Une laverie automatique vide à droite, une maison en pan de bois à gauche, puis toute une série de cours obscures... Un jeune homme à la marche énergique, parle fort... à son oreillette. Dans son sillage, un quinquagénaire, au pas plus mesuré, arbore une énorme fleur à la boutonnière de sa veste. Là encore, peu de commerces sont ouverts. Seuls le bar-club « l’Opaline » et la petite épicerie font de la résistance... mais pas un client en vue ! Face à la cour de la Butte, je m’arrête pour contempler une curieuse façade... La maison, délabrée, révèle un ensemble ouvragé datant peut-être du XIX ème siècle... Des corniches décorées soutiennent un large balcon en fer forgé. A leur sommet on découvre la présence d’énigmatiques statues. Quels symboles se cachent derrière ces personnages ? A qui a pu appartenir une telle demeure ? Je n’ose pas aller me renseigner au bar voisin « le Caveau ». Je doute d’y trouver la réponse à mes questions. De vieux rideaux bleus en interdisent l’entrée malgré le rai de lumière qui s’échappe, sous la porte. Je continue...
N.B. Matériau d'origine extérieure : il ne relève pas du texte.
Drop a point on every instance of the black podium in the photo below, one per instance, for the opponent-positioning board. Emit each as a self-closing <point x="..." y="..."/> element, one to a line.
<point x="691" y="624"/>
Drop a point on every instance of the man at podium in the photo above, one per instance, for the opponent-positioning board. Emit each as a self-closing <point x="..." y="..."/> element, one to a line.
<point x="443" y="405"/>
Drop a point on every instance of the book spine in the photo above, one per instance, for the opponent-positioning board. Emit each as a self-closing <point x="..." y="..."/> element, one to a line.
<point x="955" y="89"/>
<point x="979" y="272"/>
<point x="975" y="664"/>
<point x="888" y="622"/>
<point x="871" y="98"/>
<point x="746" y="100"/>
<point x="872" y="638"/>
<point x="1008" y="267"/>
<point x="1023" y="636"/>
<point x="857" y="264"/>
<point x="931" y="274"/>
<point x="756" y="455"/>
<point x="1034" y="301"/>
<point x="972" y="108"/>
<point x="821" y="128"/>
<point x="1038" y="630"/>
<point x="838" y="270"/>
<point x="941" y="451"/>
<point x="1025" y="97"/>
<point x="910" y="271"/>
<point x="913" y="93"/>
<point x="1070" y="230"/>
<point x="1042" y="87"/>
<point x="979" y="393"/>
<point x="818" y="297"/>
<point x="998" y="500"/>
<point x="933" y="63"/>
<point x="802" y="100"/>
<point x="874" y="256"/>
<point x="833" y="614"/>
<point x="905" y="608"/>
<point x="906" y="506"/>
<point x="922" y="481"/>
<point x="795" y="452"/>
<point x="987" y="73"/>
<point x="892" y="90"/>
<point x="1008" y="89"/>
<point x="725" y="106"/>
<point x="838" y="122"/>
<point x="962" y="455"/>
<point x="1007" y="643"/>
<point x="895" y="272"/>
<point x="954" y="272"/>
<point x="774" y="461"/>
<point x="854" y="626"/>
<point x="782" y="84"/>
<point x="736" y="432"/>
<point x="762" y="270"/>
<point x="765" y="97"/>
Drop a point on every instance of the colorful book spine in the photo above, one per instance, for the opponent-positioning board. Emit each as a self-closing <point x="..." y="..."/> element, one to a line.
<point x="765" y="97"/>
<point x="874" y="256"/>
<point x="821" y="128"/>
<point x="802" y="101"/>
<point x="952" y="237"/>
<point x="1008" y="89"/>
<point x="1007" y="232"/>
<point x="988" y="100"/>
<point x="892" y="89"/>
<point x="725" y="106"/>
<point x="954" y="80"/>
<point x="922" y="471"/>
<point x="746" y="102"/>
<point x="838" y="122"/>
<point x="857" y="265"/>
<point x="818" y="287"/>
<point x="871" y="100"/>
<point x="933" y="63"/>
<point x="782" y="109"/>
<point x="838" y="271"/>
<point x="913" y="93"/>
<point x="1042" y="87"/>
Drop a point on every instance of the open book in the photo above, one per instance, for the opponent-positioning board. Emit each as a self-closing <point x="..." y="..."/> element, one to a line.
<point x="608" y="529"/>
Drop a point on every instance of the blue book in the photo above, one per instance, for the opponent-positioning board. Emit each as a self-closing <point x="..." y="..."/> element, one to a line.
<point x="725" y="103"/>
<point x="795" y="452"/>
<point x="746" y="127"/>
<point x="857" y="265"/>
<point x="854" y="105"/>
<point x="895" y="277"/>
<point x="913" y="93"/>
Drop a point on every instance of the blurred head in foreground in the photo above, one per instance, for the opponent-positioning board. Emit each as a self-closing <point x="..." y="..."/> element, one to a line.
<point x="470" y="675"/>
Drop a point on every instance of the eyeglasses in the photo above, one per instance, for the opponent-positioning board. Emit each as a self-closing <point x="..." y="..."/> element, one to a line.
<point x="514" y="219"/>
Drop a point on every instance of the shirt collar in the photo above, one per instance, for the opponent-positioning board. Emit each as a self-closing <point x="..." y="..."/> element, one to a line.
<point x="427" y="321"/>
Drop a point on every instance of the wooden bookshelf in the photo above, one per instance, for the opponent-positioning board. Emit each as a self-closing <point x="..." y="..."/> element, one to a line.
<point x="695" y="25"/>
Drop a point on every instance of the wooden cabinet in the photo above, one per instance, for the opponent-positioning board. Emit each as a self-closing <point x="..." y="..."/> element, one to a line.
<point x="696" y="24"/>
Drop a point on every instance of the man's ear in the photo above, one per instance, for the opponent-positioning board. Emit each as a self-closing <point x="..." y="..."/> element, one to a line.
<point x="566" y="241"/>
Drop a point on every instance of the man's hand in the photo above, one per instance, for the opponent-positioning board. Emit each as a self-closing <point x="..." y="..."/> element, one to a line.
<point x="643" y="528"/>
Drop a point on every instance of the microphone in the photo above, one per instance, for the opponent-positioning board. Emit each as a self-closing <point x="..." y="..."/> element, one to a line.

La pluie s’apaise après avoir passé la rue du Chevreau. Un caniche trempé sort d’un porche. Surpris de ma présence, il file et disparaît quelques mètres plus loin. Je l’avoue, c’est - sur l’ensemble du parcours - le seul être vivant ayant manifesté une émotion à mon approche. (Je lui en suis grandement reconnaissant !) Je dépasse ensuite une série de restaurants et retrouve un peu d’animation, à l’approche dela place Saint Bonnet. Je dérange une nouvelle fois, mon ami chien, qui s’était réfugié dans une autre cour. La petite bête défrisée et craintive décide alors de traverser la chaussée pour aller se soulager au coin de la rue Galilée. Là, un homme ivre observe la scène avant de poursuivre péniblement sa marche dans un équilibre précaire. Des clameurs parviennent du bar « El Bongo ». Les jeunes passagers d’un cabriolet rutilant pavanent au son d’un air de rap... C’est une frontière qui vient d’être franchie. Celle que je m’étais fixée... La pluie vient de cesser, mais la fontaine, située devant la halle, semble vouloir prendre le relais en livrant sa propre ambiance aquatique... Je file rue Parmentier avec la sensation de rester sur ma faim... C’est sans doute bien ainsi, car d’autres promenades viendront, je l’espère, m’aider à l’assouvir.